I've just started researching native aquaria, and darters really stood out to me. However, I live in Central California and haven't found any species that are in my area. Am I missing something, or are they only found in the Midwest and Eastern US?

Also, this may be a stupid question, but if I can't collect them in my area, where can I get some?

Has anyone here ever kept darters, and is it fun?

Thanks, guys!


----------



## lotsofish (Feb 28, 2008)

A friend from our fish club gave me a pair of rainbow darters for my 50 gallon native tank. They are cool fish. The male is quite colorful. 









You can find lots of info on native fish at this web site:
http://forum.nanfa.org/index.php?showforum=2

There are some dealers that will ship and I've seen them for sale on aquabid.


----------



## earth intruder (Oct 14, 2008)

Wow, he's gorgeous! Is it true that they can turn their heads?


----------



## demonsoni (Feb 10, 2006)

I had a darter tank. I had rainbows, greensides, johnny's, blacksides, orangethroated, and sand dartrs. Yes they are awesome. They love the current as they live in the riffles and runs of streams. I got mine from an electrofishing unit, but you can catch them with a seine.


----------



## NativeKeeper (Oct 29, 2008)

Dont know about Darters in California, but you can get all you want from Brian at 
BT Darters

They are very cool, hop around and perch on objects, do turn their heads, and act like little humming birds.

Very cool little fish.


----------



## cjacob316 (Dec 4, 2008)

cold water right?


----------



## NativeKeeper (Oct 29, 2008)

no heater is required under normal circumstances


----------



## kmuda (Nov 27, 2009)

I'm somewhat confused as to why more of us do not keep natives.

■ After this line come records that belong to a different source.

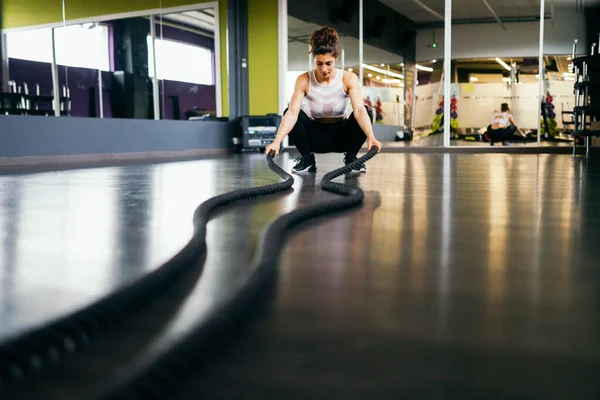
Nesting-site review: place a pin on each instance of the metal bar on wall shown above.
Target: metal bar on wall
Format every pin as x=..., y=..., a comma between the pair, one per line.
x=155, y=91
x=447, y=72
x=5, y=76
x=283, y=57
x=541, y=73
x=100, y=94
x=217, y=58
x=55, y=85
x=360, y=40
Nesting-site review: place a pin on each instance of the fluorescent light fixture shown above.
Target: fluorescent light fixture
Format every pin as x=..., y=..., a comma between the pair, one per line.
x=505, y=65
x=383, y=71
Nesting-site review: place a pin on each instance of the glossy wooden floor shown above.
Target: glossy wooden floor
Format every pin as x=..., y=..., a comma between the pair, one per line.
x=463, y=276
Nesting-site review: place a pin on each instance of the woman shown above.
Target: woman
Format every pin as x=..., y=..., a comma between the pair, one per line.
x=317, y=119
x=500, y=130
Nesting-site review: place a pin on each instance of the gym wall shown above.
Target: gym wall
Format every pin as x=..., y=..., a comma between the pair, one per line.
x=518, y=40
x=263, y=57
x=477, y=102
x=19, y=13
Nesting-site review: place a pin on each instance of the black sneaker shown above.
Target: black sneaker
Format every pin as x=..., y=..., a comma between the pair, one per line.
x=305, y=163
x=358, y=168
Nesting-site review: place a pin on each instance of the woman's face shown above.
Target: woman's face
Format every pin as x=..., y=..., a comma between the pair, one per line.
x=325, y=64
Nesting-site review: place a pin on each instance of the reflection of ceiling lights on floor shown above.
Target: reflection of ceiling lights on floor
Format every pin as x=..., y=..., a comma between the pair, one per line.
x=383, y=71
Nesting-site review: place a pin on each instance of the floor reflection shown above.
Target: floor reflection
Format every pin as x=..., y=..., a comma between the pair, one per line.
x=471, y=269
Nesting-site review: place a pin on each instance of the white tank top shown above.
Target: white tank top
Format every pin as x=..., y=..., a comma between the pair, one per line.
x=326, y=100
x=500, y=118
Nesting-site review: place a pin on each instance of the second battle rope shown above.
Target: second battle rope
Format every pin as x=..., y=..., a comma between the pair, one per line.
x=164, y=377
x=44, y=346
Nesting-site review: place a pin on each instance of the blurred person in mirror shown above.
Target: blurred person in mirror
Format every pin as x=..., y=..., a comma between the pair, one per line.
x=503, y=127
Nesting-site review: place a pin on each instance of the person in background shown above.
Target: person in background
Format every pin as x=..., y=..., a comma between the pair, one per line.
x=503, y=127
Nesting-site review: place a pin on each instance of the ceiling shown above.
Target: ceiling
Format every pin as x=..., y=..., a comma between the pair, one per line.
x=427, y=11
x=299, y=33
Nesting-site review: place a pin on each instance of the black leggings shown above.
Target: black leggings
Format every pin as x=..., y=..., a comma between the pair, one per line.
x=502, y=134
x=340, y=137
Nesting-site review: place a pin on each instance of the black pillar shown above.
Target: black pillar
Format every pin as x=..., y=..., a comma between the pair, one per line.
x=133, y=99
x=1, y=49
x=237, y=24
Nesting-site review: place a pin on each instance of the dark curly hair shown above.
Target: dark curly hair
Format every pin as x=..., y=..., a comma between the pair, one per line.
x=324, y=41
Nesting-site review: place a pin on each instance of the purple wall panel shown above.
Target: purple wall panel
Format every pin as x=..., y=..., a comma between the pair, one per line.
x=80, y=80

We have some pretty amazing fish available in our local water ways.

Brindled madtom (_Noturus miurus_) 









Cardinal shiner (_Luxilus cardinalis__









Bluehead Shiner (_Pteronotropis hubbsi_) 

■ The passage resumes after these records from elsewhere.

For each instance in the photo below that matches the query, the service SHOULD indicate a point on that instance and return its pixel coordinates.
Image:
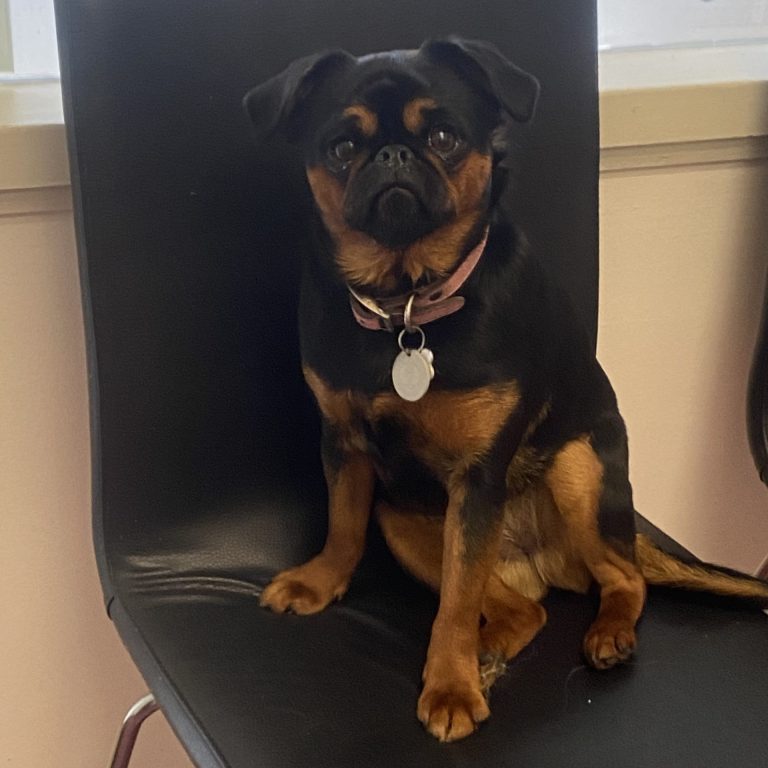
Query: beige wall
(683, 258)
(65, 680)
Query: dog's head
(399, 149)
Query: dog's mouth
(397, 216)
(397, 200)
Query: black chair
(206, 476)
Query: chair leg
(129, 730)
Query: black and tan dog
(496, 462)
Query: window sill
(683, 106)
(657, 108)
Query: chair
(206, 474)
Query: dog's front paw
(306, 589)
(608, 642)
(452, 711)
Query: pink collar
(430, 302)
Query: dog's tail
(662, 569)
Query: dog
(460, 396)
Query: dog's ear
(513, 89)
(279, 102)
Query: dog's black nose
(394, 156)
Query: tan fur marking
(416, 540)
(575, 480)
(413, 114)
(447, 426)
(660, 568)
(451, 703)
(367, 120)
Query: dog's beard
(396, 212)
(397, 218)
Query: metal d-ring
(413, 329)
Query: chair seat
(339, 689)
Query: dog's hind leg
(511, 619)
(578, 479)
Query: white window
(28, 39)
(700, 23)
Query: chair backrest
(190, 237)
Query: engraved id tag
(412, 373)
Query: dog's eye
(443, 140)
(343, 151)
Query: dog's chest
(444, 430)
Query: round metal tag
(411, 375)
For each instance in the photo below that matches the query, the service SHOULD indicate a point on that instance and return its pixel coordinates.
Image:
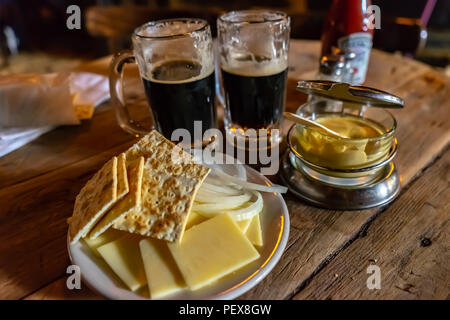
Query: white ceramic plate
(275, 231)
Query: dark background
(40, 25)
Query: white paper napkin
(31, 105)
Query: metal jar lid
(348, 93)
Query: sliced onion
(220, 189)
(204, 195)
(250, 211)
(221, 203)
(250, 185)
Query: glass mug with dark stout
(176, 63)
(253, 59)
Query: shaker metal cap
(348, 93)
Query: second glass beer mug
(253, 58)
(176, 63)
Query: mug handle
(116, 92)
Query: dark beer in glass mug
(176, 64)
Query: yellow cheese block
(193, 219)
(124, 258)
(163, 276)
(211, 250)
(254, 233)
(244, 224)
(106, 237)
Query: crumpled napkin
(31, 104)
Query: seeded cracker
(94, 199)
(122, 179)
(127, 204)
(168, 189)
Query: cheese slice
(106, 237)
(254, 233)
(193, 219)
(211, 250)
(163, 276)
(124, 258)
(244, 224)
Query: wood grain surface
(39, 182)
(409, 242)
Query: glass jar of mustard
(359, 115)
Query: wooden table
(328, 252)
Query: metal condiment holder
(380, 189)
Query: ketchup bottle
(347, 28)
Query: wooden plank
(33, 225)
(409, 242)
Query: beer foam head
(253, 68)
(170, 28)
(174, 50)
(177, 71)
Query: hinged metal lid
(348, 93)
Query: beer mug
(176, 63)
(253, 61)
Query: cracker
(164, 156)
(129, 203)
(94, 199)
(166, 203)
(122, 179)
(169, 187)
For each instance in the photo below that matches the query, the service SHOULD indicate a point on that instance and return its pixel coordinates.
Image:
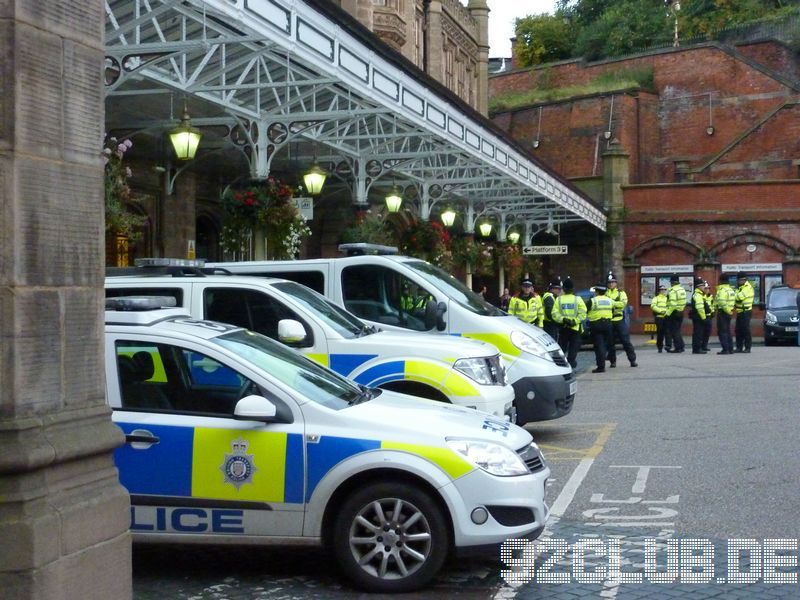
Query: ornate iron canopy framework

Northern Studfish (_Fundulus catenatus_)









Dollar Sunfish (_Lepomis marginatus_)









Southern Redbelly Dace (_P. erythrogaster _)


----------



## cjacob316 (Dec 4, 2008)

well the sunfish get pretty large, i like small mouth bass as well, those would be neat to have

i don't even know where to get some of those fish, i would love a cold water tank


----------



## cjacob316 (Dec 4, 2008)




----------



## NativeKeeper (Oct 29, 2008)

you can catch them yourselves in your local waters, not all species are available in your location, but you can buy them from breeders, zimmermans fish, sachs aquaculture, BT Darters, Jonahs Aquarium, etc.


----------